Sri Lankan brand of tea

Dilmah Ceylon Tea Company PLC, trading as Dilmah, is a Sri Lankan beverage company that is headquartered in Peliyagoda, Western Province, Sri Lanka. While MJF Teas is the parent company of Dilmah, MJF Holdings is the ultimate parent. The company is best known for its brand of Ceylon tea, sold internationally. The company was founded in 1985 by Merrill J Fernando. As of 2023 Dilmah is the 10th largest tea brand in the world.

==History==
The company's founder, Merrill J. Fernando, was born in 1930 in Negombo in British Ceylon. He moved to Colombo, where he became one of the Ceylonese tea tasters, after doing his training at Mincing Lane in London. While there, he was astonished to see that different teas were mixed and blended but still marketed as pure Ceylon tea. The tea which had been hand-picked and produced according to the Ceylonese traditional process was being used only as a raw material. It was bought cheaply, with branding and packaging taking place in Europe and the UK. This system meant that the tea producers received only tiny amounts of the total profit, with middlemen (wholesalers and resellers, mainly a few large corporations) receiving the greatest share of the profit.

In 1962, he founded Ceylon Tea Services Company and later that year Merrill J. Fernando Company, which exported loose tea across the world, including North America and Australasia. In 1982 Fernando established Ceylon Tea Services Ltd, which became one of the first companies listed as a public company on the Colombo Stock Exchange.

In 1985, Fernando launched the brand name "Dilmah", which was chosen by combining the first names of Fernando's sons, Dilhan and Malik. His aim was to serve the poor and underprivileged through his new company. He took a while to first convince the Australian supermarket retailer Coles to stock his new brand of tea, but eventually won over the Coles buyer, In 1988 the company was established, and a Melbourne Coles store started stocking Dilmah on its shelves. It eventually spread to 35 other Coles stores in Victoria and then Woolworths started selling the product as well. Dilmah later exported the tea to New Zealand, where it was the top-selling brand in 2013, and also to Europe and North America. In 2013, Australia made up 10 percent of Dilmah's global annual retail sales.

==Structure and governance==
The headquarters of Dilmah Ceylon Tea Company PLC is situated in Peliyagoda, along with associate companies Kahawatte Plantations, MJF Exports, Forbes & Walker Tea Brokers, and others.

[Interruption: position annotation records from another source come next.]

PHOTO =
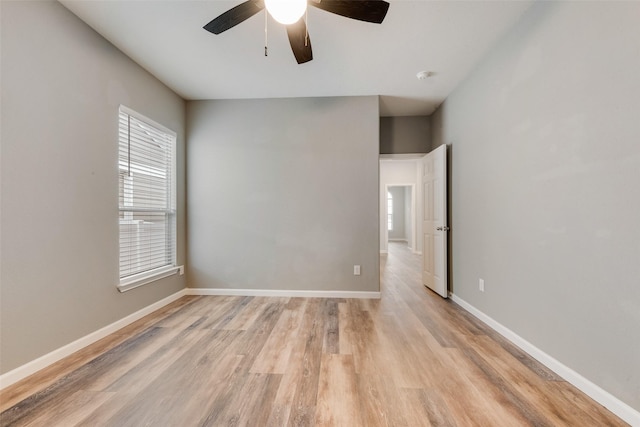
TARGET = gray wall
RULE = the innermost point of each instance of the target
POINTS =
(402, 135)
(546, 187)
(283, 194)
(61, 88)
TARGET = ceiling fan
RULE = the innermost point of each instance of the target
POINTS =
(363, 10)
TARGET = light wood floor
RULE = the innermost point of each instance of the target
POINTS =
(409, 359)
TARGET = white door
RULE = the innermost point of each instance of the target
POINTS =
(434, 220)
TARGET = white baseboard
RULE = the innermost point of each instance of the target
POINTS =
(606, 399)
(283, 293)
(42, 362)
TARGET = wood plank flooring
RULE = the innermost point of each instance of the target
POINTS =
(408, 359)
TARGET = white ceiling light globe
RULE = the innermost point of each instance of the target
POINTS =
(286, 11)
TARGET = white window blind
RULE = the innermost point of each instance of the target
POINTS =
(389, 211)
(147, 198)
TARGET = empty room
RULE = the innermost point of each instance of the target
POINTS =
(319, 212)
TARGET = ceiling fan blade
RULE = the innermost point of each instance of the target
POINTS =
(362, 10)
(300, 41)
(234, 16)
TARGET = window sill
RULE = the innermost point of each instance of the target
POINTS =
(141, 279)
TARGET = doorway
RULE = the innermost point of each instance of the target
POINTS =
(401, 214)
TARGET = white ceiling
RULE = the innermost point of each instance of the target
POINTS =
(351, 58)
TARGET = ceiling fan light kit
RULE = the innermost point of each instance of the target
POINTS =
(290, 13)
(286, 12)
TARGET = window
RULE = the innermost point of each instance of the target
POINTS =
(389, 211)
(147, 200)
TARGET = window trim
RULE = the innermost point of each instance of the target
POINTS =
(136, 280)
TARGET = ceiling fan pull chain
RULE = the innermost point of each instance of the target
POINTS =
(306, 21)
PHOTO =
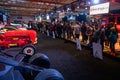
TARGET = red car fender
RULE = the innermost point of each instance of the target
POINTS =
(30, 33)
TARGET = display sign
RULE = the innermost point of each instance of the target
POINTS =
(61, 15)
(100, 9)
(97, 51)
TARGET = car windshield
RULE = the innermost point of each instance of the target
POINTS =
(7, 28)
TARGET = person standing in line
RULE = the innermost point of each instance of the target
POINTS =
(113, 39)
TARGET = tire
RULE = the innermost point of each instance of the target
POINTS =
(49, 74)
(28, 50)
(40, 60)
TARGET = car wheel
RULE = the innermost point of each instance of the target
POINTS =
(49, 74)
(28, 50)
(40, 60)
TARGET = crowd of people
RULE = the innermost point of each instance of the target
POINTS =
(88, 33)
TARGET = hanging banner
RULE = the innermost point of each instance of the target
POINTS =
(97, 51)
(100, 9)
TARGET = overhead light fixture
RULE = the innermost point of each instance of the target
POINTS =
(96, 1)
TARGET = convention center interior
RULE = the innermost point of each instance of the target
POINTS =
(59, 39)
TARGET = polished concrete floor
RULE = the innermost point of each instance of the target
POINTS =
(75, 64)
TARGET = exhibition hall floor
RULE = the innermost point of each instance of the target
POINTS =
(75, 64)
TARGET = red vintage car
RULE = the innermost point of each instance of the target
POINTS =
(11, 36)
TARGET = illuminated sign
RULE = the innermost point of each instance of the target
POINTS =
(100, 9)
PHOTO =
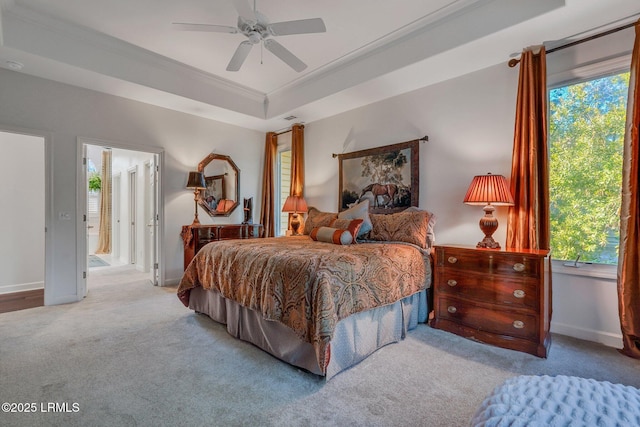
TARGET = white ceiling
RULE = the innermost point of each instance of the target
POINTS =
(372, 49)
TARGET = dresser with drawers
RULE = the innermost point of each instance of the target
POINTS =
(499, 297)
(195, 236)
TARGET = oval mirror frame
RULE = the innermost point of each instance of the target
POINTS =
(222, 194)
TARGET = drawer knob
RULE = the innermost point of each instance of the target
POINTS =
(519, 267)
(519, 293)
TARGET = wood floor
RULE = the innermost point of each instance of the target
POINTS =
(21, 300)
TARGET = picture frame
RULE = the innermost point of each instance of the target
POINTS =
(215, 190)
(388, 176)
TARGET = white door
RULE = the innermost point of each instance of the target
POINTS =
(115, 230)
(152, 217)
(132, 215)
(84, 289)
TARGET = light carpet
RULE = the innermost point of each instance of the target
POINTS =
(131, 354)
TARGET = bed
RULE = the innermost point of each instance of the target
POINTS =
(530, 400)
(316, 302)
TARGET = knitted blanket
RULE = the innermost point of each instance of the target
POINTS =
(559, 401)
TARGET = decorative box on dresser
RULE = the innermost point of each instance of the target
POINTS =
(195, 236)
(499, 297)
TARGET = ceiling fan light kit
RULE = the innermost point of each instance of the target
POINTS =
(256, 27)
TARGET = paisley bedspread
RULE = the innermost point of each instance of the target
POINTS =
(308, 285)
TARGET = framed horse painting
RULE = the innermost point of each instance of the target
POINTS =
(387, 176)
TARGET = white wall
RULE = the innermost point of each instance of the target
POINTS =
(65, 113)
(22, 194)
(469, 121)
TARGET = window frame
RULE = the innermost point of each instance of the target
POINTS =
(284, 144)
(576, 75)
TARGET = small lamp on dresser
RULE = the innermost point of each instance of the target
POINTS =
(295, 205)
(489, 190)
(196, 183)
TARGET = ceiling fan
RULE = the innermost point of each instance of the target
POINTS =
(256, 27)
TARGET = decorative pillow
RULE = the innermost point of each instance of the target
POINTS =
(431, 237)
(351, 225)
(359, 211)
(409, 227)
(316, 218)
(331, 235)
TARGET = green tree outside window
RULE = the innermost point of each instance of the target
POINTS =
(586, 132)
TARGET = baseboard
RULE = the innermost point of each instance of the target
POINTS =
(607, 338)
(171, 282)
(9, 289)
(21, 300)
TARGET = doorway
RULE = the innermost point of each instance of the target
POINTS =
(129, 188)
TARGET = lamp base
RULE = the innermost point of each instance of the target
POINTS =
(488, 225)
(295, 225)
(488, 243)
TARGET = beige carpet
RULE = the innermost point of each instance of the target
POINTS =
(131, 354)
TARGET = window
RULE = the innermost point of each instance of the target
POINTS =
(586, 132)
(282, 189)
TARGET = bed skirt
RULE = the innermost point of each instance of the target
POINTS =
(355, 337)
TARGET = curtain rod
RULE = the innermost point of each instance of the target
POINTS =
(513, 62)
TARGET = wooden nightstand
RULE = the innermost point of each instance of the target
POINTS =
(499, 297)
(196, 236)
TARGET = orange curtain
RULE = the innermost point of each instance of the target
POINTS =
(629, 255)
(267, 214)
(297, 160)
(104, 230)
(528, 223)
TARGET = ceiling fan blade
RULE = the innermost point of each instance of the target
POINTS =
(241, 54)
(302, 26)
(285, 55)
(244, 9)
(182, 26)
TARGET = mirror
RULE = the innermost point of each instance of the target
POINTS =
(222, 178)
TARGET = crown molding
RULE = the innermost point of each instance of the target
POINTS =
(37, 34)
(446, 29)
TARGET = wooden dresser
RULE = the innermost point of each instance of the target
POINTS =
(499, 297)
(196, 236)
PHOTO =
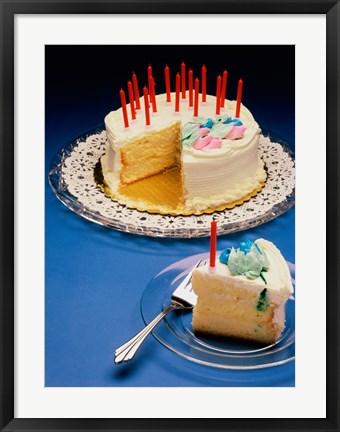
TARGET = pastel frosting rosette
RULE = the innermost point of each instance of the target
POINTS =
(247, 260)
(207, 134)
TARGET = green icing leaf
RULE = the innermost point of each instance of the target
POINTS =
(250, 264)
(263, 301)
(220, 130)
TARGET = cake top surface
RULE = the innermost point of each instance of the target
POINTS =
(166, 116)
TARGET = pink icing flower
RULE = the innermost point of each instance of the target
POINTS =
(236, 132)
(214, 143)
(201, 142)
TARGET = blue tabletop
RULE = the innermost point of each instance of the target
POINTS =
(95, 276)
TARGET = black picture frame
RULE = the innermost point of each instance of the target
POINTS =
(8, 10)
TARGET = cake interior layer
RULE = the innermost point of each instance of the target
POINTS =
(150, 155)
(235, 309)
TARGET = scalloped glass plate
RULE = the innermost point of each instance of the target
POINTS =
(71, 177)
(176, 334)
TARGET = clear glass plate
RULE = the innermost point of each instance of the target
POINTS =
(71, 177)
(175, 331)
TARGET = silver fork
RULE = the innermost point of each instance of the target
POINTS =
(182, 298)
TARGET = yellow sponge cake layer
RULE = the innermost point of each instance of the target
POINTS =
(236, 306)
(150, 154)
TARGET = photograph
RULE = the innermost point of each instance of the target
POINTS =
(168, 200)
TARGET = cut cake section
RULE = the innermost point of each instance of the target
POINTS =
(243, 305)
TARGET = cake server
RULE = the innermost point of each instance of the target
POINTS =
(182, 298)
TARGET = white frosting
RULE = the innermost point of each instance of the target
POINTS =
(279, 285)
(211, 178)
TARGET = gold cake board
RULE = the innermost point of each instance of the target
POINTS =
(160, 194)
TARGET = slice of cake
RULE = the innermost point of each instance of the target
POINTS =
(245, 294)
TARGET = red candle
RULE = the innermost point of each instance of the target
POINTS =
(183, 80)
(213, 237)
(218, 95)
(224, 88)
(239, 98)
(132, 102)
(146, 106)
(204, 84)
(167, 83)
(136, 91)
(123, 102)
(178, 85)
(152, 93)
(197, 88)
(191, 85)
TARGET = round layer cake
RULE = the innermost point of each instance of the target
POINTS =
(216, 155)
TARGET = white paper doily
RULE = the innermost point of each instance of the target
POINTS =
(71, 177)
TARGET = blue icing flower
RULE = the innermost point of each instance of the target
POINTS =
(247, 260)
(224, 257)
(236, 122)
(208, 123)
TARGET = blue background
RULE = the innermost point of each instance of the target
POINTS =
(94, 277)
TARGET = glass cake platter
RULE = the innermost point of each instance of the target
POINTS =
(71, 177)
(175, 331)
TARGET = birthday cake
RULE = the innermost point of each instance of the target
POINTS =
(210, 147)
(244, 295)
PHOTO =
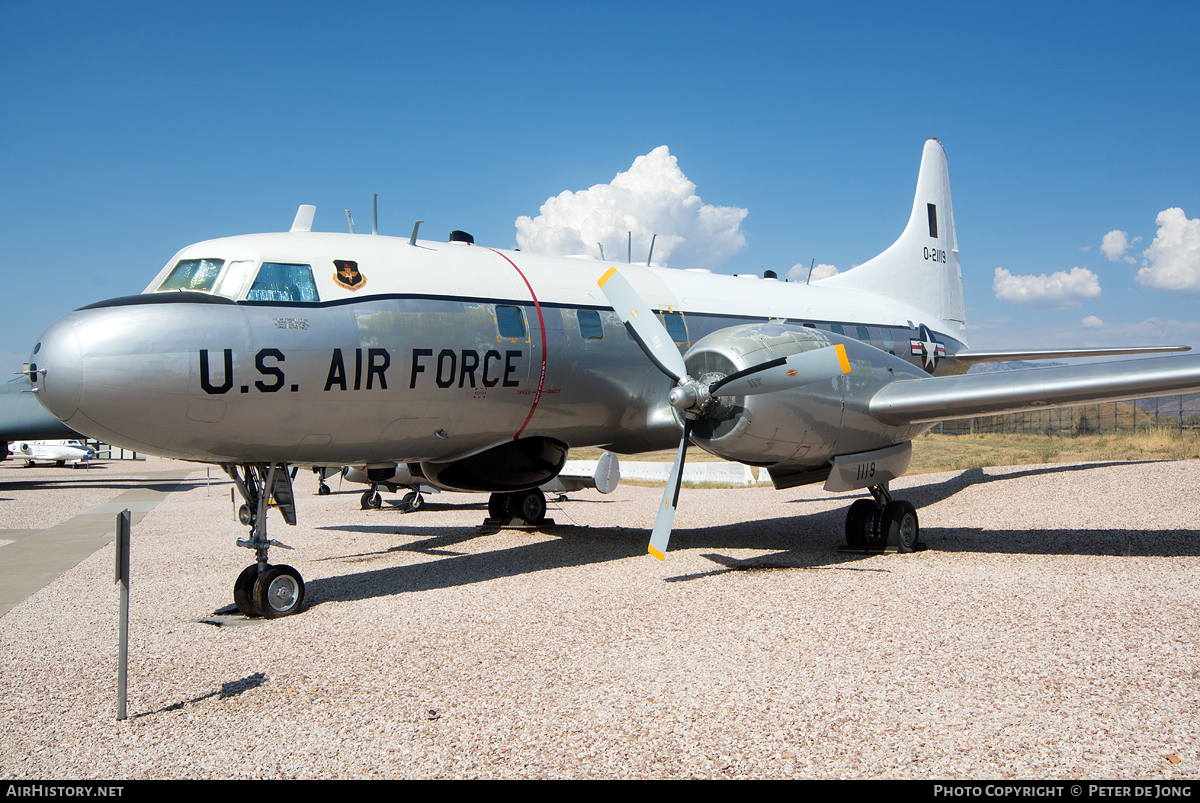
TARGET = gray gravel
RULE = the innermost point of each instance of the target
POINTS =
(1049, 631)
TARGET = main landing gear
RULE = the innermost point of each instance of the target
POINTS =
(881, 522)
(264, 589)
(527, 505)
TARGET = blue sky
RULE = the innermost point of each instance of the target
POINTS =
(133, 130)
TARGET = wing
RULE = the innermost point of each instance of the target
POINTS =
(971, 358)
(940, 399)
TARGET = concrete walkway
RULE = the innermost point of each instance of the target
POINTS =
(35, 557)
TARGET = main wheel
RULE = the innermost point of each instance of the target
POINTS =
(244, 591)
(279, 592)
(861, 521)
(498, 507)
(899, 525)
(532, 507)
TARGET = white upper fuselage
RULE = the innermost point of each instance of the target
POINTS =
(391, 265)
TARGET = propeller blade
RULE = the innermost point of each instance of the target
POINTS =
(643, 324)
(785, 372)
(665, 519)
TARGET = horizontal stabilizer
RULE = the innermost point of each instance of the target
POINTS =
(971, 358)
(942, 399)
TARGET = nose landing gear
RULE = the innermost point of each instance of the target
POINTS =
(263, 589)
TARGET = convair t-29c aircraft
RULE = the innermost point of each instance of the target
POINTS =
(479, 367)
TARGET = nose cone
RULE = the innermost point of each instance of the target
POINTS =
(57, 367)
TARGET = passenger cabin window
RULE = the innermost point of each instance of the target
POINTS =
(676, 327)
(192, 275)
(510, 321)
(589, 324)
(283, 282)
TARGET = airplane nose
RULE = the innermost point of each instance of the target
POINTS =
(57, 369)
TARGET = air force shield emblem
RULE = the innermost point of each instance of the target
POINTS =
(347, 275)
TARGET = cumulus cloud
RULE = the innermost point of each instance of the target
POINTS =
(799, 273)
(1115, 244)
(1173, 259)
(653, 197)
(1061, 288)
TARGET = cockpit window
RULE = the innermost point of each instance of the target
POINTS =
(192, 275)
(234, 277)
(282, 282)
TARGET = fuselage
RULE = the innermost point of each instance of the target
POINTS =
(321, 348)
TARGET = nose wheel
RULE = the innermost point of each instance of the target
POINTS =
(274, 593)
(263, 589)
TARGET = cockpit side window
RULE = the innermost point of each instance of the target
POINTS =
(283, 282)
(234, 277)
(192, 275)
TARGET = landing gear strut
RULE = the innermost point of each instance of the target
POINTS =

MJF Holdings is the parent company of these enterprises, which are listed on the Colombo Stock Exchange. Dilmah is the only fully vertically integrated tea company, which owns tea plantations, factories, printing and packaging facilities, and other investments in all segments of the tea industry.

==Revenue==
In September 2009 Ceylon Tea Services, Dilmah's parent company, earned US$5.2 million on US$19.7 million in revenue, which was up from profits of US$1.3 million, on US$18.6 million in revenue the year before. As of 2023 Dilmah is the 10th largest tea brand in the world.

==Charity==
In 2007, Dilmah Conservation was founded, with one of its main aims being to protect Sri Lankan forests.

==In popular culture==
The company and brand were also well known through its television commercials featuring Fernando himself and his trademark catchphrase "Do Try It". Singer and television personality Kamahl, also featured in the company's Australian television commercials in 1988.